Mastrianni, a four-year veteran of the Sheriff’s Department, was among the officers responding around 9 p.m. to a large party that had gotten out of hand near Furwood Circle and Pelican Drive, in the Haskell Heights area of North Columbia.

While en route, Mastrianni was alerted to a silver SUV leaving the area. When he tried to pull the car over for not using a turn signal, the vehicle took off.

The chase spanned several miles and reached speeds of more than 90 mph as the suspect, 22-year-old Bryan Martin, sped down Monticello Road and then North Main Street toward the city, at one point driving off the roadway to pass a car.

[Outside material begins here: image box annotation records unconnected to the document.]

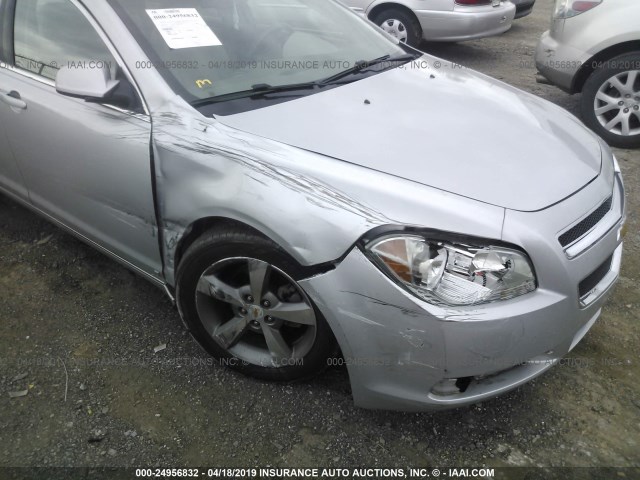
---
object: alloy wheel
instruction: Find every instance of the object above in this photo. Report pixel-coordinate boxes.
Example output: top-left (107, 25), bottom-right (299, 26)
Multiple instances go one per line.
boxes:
top-left (380, 18), bottom-right (409, 43)
top-left (593, 70), bottom-right (640, 137)
top-left (196, 257), bottom-right (317, 367)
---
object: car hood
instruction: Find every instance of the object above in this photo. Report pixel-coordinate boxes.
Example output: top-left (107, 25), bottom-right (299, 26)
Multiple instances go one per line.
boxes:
top-left (217, 57), bottom-right (602, 211)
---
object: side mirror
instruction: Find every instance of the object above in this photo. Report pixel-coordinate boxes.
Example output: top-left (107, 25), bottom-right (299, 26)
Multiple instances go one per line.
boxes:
top-left (56, 66), bottom-right (120, 100)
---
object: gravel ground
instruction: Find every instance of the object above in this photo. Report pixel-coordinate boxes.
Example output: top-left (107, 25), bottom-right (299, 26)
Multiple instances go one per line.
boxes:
top-left (0, 0), bottom-right (640, 478)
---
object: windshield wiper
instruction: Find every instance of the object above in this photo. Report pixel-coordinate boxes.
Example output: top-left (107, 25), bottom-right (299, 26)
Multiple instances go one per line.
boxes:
top-left (318, 53), bottom-right (420, 85)
top-left (191, 82), bottom-right (324, 107)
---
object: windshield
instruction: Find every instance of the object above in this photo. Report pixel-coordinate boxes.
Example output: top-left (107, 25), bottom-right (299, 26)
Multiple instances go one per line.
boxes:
top-left (110, 0), bottom-right (406, 104)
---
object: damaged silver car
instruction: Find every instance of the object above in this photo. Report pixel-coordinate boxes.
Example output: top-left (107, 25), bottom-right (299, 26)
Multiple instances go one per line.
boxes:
top-left (0, 0), bottom-right (625, 410)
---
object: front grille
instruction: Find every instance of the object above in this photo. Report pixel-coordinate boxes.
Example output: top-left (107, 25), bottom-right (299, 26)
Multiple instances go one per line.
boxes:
top-left (558, 196), bottom-right (613, 247)
top-left (578, 255), bottom-right (613, 298)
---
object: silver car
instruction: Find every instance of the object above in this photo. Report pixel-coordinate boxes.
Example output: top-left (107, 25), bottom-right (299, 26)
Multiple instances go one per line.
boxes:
top-left (536, 0), bottom-right (640, 148)
top-left (342, 0), bottom-right (516, 47)
top-left (0, 0), bottom-right (625, 410)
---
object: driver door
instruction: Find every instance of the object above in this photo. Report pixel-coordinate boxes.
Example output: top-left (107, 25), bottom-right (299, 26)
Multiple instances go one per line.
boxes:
top-left (0, 0), bottom-right (162, 279)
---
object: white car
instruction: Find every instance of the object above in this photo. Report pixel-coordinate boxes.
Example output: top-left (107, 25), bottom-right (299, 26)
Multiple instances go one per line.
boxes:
top-left (342, 0), bottom-right (516, 47)
top-left (536, 0), bottom-right (640, 148)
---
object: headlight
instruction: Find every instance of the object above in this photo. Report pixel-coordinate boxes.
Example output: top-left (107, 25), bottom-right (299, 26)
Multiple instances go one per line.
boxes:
top-left (366, 235), bottom-right (536, 306)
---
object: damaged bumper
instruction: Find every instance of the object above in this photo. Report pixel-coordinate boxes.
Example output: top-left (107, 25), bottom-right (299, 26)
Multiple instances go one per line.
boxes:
top-left (301, 169), bottom-right (624, 411)
top-left (301, 249), bottom-right (613, 411)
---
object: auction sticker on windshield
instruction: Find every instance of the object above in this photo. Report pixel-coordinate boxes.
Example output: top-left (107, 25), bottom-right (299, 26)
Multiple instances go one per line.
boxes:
top-left (147, 8), bottom-right (222, 50)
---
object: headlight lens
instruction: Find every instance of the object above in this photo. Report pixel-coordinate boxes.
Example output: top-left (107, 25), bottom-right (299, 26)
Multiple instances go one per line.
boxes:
top-left (367, 235), bottom-right (536, 306)
top-left (553, 0), bottom-right (602, 18)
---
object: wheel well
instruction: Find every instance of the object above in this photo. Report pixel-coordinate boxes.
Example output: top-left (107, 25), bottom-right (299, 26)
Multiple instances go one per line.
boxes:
top-left (173, 217), bottom-right (338, 277)
top-left (173, 217), bottom-right (270, 269)
top-left (571, 40), bottom-right (640, 93)
top-left (368, 3), bottom-right (420, 25)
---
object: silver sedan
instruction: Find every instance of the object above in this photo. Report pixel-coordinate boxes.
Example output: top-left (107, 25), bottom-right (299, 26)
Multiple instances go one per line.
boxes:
top-left (0, 0), bottom-right (625, 410)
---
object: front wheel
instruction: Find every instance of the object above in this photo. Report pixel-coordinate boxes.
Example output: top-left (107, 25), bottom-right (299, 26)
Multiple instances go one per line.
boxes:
top-left (580, 53), bottom-right (640, 148)
top-left (176, 230), bottom-right (335, 381)
top-left (371, 8), bottom-right (422, 47)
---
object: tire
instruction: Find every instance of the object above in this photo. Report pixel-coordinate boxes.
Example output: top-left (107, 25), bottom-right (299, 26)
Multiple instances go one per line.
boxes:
top-left (371, 8), bottom-right (422, 48)
top-left (580, 52), bottom-right (640, 148)
top-left (176, 227), bottom-right (337, 381)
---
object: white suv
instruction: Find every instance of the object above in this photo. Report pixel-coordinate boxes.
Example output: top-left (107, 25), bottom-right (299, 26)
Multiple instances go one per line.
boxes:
top-left (536, 0), bottom-right (640, 148)
top-left (342, 0), bottom-right (516, 47)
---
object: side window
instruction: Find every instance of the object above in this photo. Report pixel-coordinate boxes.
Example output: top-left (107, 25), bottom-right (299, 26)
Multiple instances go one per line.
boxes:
top-left (14, 0), bottom-right (143, 113)
top-left (14, 0), bottom-right (116, 80)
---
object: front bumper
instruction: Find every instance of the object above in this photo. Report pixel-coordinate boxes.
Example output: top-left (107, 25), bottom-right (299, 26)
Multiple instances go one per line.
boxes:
top-left (301, 171), bottom-right (624, 411)
top-left (535, 31), bottom-right (589, 93)
top-left (511, 0), bottom-right (536, 19)
top-left (415, 1), bottom-right (516, 42)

“Shockingly enough in situations like this, when you are in a vehicle pursuit and they wreck, a lot of times they do flee on foot,” Mastrianni said of what he expected to see after pulling up to the car seconds after it overturned on Elmore Street. “I thought he was going for a weapon. I was completely shocked and couldn’t believe when he pulled the child out.”

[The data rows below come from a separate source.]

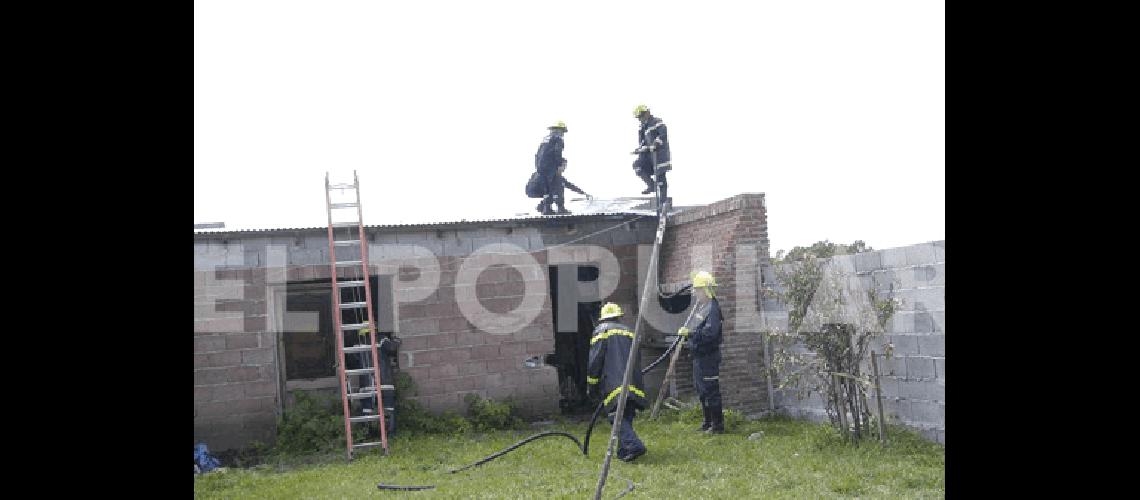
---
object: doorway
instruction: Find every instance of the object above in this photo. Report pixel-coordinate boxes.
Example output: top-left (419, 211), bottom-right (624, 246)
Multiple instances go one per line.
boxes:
top-left (546, 264), bottom-right (602, 415)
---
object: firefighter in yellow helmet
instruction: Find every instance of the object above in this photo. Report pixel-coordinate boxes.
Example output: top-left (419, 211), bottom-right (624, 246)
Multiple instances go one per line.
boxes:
top-left (586, 302), bottom-right (646, 461)
top-left (677, 271), bottom-right (724, 434)
top-left (633, 104), bottom-right (673, 204)
top-left (531, 121), bottom-right (570, 215)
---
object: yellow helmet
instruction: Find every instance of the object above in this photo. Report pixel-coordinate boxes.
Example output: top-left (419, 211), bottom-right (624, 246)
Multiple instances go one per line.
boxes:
top-left (597, 302), bottom-right (624, 320)
top-left (693, 271), bottom-right (716, 288)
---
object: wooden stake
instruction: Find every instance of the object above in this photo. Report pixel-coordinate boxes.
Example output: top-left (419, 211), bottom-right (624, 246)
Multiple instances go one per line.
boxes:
top-left (871, 351), bottom-right (887, 444)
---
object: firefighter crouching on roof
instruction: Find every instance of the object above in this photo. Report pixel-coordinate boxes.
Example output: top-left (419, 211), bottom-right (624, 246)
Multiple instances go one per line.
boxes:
top-left (586, 302), bottom-right (646, 461)
top-left (677, 271), bottom-right (724, 434)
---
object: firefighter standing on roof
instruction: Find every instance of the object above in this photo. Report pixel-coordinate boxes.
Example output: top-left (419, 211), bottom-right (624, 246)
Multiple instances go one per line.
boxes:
top-left (633, 105), bottom-right (673, 203)
top-left (586, 302), bottom-right (646, 461)
top-left (677, 271), bottom-right (724, 434)
top-left (535, 121), bottom-right (570, 215)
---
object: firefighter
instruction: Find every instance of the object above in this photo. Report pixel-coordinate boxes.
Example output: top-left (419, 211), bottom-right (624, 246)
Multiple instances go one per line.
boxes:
top-left (538, 158), bottom-right (594, 215)
top-left (632, 104), bottom-right (673, 204)
top-left (535, 121), bottom-right (569, 215)
top-left (677, 271), bottom-right (724, 434)
top-left (586, 302), bottom-right (646, 461)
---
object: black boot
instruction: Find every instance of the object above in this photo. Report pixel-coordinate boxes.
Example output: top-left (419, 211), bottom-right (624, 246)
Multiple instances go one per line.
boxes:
top-left (637, 173), bottom-right (657, 195)
top-left (554, 196), bottom-right (570, 214)
top-left (538, 196), bottom-right (554, 215)
top-left (697, 401), bottom-right (713, 433)
top-left (706, 404), bottom-right (724, 434)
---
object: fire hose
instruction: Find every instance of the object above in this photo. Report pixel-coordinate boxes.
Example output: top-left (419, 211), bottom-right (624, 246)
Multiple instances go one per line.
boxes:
top-left (376, 336), bottom-right (684, 498)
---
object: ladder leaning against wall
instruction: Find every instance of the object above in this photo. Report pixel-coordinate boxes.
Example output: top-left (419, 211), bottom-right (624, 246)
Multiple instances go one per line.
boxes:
top-left (325, 171), bottom-right (394, 460)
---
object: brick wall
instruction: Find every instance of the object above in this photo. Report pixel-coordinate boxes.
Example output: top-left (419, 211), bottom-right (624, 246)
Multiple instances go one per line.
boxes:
top-left (765, 240), bottom-right (946, 443)
top-left (652, 194), bottom-right (768, 415)
top-left (194, 216), bottom-right (654, 450)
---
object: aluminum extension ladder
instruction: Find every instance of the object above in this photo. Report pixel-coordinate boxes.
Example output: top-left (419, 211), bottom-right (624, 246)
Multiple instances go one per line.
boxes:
top-left (325, 171), bottom-right (394, 460)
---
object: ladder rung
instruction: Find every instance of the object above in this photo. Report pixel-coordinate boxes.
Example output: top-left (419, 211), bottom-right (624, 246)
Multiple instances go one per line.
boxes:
top-left (344, 345), bottom-right (372, 354)
top-left (349, 415), bottom-right (380, 423)
top-left (352, 441), bottom-right (384, 448)
top-left (360, 384), bottom-right (396, 391)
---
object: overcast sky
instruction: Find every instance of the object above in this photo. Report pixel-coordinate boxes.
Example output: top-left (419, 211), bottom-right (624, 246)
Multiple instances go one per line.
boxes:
top-left (194, 0), bottom-right (946, 255)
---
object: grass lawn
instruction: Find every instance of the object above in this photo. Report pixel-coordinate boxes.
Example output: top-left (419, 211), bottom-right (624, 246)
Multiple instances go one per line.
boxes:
top-left (194, 413), bottom-right (945, 499)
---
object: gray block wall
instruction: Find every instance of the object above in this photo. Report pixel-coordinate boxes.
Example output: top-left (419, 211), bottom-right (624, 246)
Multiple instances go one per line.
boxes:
top-left (762, 240), bottom-right (946, 444)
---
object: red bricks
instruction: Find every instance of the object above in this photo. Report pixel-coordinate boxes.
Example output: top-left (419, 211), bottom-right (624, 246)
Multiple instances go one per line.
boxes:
top-left (471, 345), bottom-right (499, 360)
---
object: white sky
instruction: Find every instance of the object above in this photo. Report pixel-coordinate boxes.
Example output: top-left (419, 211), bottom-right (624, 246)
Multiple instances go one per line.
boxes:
top-left (194, 0), bottom-right (946, 255)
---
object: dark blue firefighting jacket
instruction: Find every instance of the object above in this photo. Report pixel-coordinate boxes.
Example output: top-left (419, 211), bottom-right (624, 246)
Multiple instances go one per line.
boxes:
top-left (637, 116), bottom-right (673, 167)
top-left (586, 321), bottom-right (648, 411)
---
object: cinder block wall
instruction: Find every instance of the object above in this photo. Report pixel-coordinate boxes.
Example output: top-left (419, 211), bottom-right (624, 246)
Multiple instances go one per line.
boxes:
top-left (654, 194), bottom-right (770, 415)
top-left (765, 240), bottom-right (946, 444)
top-left (194, 216), bottom-right (656, 450)
top-left (194, 264), bottom-right (279, 450)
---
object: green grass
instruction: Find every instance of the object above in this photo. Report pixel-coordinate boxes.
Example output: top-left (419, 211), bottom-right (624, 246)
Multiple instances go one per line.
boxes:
top-left (194, 416), bottom-right (945, 499)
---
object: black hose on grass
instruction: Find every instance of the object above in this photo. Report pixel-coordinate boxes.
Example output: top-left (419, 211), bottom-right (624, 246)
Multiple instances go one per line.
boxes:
top-left (376, 336), bottom-right (682, 498)
top-left (376, 483), bottom-right (435, 491)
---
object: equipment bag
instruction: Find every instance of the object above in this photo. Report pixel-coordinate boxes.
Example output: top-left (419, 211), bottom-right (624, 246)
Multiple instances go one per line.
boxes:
top-left (527, 171), bottom-right (546, 198)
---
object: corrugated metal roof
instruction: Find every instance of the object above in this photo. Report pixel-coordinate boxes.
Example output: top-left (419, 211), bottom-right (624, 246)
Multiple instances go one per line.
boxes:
top-left (194, 198), bottom-right (676, 235)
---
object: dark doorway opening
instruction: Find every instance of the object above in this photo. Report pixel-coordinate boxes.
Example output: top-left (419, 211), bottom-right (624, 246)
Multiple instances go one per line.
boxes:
top-left (546, 264), bottom-right (602, 415)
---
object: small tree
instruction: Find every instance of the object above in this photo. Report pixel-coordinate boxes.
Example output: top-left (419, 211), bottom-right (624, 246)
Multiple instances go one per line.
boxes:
top-left (773, 239), bottom-right (874, 264)
top-left (767, 253), bottom-right (898, 440)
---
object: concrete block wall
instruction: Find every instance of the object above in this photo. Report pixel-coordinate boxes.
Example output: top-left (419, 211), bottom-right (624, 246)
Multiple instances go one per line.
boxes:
top-left (651, 194), bottom-right (770, 415)
top-left (194, 216), bottom-right (656, 450)
top-left (765, 240), bottom-right (946, 443)
top-left (194, 264), bottom-right (279, 450)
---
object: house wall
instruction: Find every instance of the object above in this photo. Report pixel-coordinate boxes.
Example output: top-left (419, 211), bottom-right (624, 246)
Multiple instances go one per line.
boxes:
top-left (661, 194), bottom-right (770, 415)
top-left (194, 216), bottom-right (654, 450)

Mastrianni had his hand on his service weapon as he approached the car. But after the toddler was slung into the air as her father crawled out of the wrecked car, the deputy immediately grabbed him and tried to get him to release the girl, shouting repeatedly, “That’s your baby!”

‘It felt like forever’

Law enforcement officers in training face a myriad of scenarios with varying circumstances, but none of that training offered a scenario like the one that unfolded that night.

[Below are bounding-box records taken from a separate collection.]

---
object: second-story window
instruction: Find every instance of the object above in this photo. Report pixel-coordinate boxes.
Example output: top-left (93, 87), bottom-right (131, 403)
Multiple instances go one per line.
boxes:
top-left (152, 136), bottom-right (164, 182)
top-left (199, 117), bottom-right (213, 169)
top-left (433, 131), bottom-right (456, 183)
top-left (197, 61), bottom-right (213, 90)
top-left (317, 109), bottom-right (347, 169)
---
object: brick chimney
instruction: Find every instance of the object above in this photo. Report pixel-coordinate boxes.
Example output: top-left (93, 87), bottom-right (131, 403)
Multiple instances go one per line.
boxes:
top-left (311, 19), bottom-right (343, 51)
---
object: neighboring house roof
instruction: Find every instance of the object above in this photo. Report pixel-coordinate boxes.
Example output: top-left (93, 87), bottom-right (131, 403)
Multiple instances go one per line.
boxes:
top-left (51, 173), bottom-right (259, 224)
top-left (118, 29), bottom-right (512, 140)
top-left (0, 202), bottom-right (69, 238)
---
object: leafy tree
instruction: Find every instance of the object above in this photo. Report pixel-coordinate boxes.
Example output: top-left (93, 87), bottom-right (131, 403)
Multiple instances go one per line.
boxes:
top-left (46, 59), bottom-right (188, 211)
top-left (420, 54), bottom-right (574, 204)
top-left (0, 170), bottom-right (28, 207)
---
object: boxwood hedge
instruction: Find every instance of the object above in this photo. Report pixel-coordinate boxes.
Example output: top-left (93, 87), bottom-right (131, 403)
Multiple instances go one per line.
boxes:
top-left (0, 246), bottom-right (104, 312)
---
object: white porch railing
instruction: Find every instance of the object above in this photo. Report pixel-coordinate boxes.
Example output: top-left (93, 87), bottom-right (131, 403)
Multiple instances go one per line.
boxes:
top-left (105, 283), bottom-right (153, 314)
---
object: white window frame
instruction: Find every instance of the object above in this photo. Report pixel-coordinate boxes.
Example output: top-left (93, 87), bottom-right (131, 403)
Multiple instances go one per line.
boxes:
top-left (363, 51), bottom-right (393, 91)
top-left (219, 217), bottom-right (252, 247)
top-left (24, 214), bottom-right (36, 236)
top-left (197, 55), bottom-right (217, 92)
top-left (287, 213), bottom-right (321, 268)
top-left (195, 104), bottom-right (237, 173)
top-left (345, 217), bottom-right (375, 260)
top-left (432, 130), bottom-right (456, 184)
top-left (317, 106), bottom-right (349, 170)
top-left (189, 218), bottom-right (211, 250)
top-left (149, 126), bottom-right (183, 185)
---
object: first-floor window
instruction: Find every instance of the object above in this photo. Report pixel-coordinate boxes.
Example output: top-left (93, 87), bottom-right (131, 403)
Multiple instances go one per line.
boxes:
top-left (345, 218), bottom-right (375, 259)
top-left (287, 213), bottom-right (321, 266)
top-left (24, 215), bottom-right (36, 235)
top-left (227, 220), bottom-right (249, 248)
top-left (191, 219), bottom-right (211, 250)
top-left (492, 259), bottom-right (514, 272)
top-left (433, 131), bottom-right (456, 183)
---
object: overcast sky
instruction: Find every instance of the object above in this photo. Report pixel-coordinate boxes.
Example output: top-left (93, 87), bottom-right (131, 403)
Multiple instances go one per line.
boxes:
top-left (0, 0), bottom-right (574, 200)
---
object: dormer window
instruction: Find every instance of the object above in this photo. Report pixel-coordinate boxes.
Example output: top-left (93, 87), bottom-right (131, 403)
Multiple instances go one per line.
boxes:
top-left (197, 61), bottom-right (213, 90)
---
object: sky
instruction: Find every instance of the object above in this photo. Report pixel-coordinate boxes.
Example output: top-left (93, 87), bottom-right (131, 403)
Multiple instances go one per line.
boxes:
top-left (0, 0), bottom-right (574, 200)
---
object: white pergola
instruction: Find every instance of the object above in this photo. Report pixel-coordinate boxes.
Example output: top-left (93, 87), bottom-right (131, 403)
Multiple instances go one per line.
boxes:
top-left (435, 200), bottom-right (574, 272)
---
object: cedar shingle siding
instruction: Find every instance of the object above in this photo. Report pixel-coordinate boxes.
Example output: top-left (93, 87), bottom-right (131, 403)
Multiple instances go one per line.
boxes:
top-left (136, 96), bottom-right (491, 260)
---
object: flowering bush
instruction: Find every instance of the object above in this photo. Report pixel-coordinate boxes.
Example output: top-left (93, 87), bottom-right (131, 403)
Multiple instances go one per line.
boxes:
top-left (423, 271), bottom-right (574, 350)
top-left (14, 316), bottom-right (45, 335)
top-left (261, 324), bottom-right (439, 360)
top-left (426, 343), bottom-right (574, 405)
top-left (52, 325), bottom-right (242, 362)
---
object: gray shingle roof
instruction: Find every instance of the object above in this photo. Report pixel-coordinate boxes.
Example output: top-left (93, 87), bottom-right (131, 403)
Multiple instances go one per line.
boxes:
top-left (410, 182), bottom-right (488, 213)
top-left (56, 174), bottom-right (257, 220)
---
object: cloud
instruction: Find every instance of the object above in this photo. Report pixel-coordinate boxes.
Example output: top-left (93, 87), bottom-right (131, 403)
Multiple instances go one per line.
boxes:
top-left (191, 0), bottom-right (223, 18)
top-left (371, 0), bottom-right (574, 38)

Deputies have pepper spray, a stun gun, a firearm and a baton on their belt, but Mastrianni said each of those could have harmed the girl.

“You just kind of revert back to what you know, and hopefully you can handle that situation accordingly,” he said. For the former college wrestler, that meant getting Martin to let go of the girl and taking him to the ground to either handcuff him or hold him in place until backup arrived.

Even after Martin released the girl and he and Mastrianni continued struggling on the ground a few feet away, Mastrianni said he was still thinking about the girl’s safety.

“I knew there were other officers coming, and I didn’t want her to be walking into the middle of the street with cars coming at a high rate of speed to come back me up,” he said.

Unknown to Mastrianni at the time, a “Live PD” producer ran up and grabbed the girl during the struggle, which lasted more than a minute and a half. Some onlookers watched the scuffle unfold while others filmed it with their cellphones.

“It felt like forever,” Mastrianni said. “Really, it’s a fight for your life ... so every second seems like hours at that moment.”

‘You need to talk it out’

More officers arrived and handcuffed Martin, who, officials said, tried eating marijuana that he had in his possession.

With scrapes on his hands and arms, Mastrianni found the little girl and picked her up.

“She just laid in my arms,” he said. “I sat her down in my vehicle and kind of did an initial check, just talking to her. She wasn’t really talking back, but she’d wave back.”

Mastrianni, who has become a fan favorite on the show, said he watched the TV segment a couple of days later, to see what the viewers saw.

“It’s hard for anybody, but when you relive a situation like that, a lot of emotions do come back,” he said.

While viewers around the country talked about the harrowing incident, Mastrianni said he, too, talked about it with people.

“You need to talk it out; you can’t just hold it in,” he said of coping after such a traumatic event. “I talk a lot with my family, a lot of officers I’m close with. It’s not just for the first couple of weeks that you continue to talk about it.”

Mastrianni and Sgt. Kevin Lawrence visited the “Live PD” studio in New York City for last weekend’s broadcasts, during which host Dan Abrams called the July 8 segment “the most dramatic, if not most disturbing” incident of the show’s more than 50 episodes.

Mastrianni, whom Twitter followers have dubbed “Fastrianni” because of his speed while chasing suspects, said the feedback and support from people around the country has been humbling.

“I would do it exactly the same (again),” he said. “At the end of the day, I did everything I possibly could that I knew I trained for to keep everybody safe in that situation.”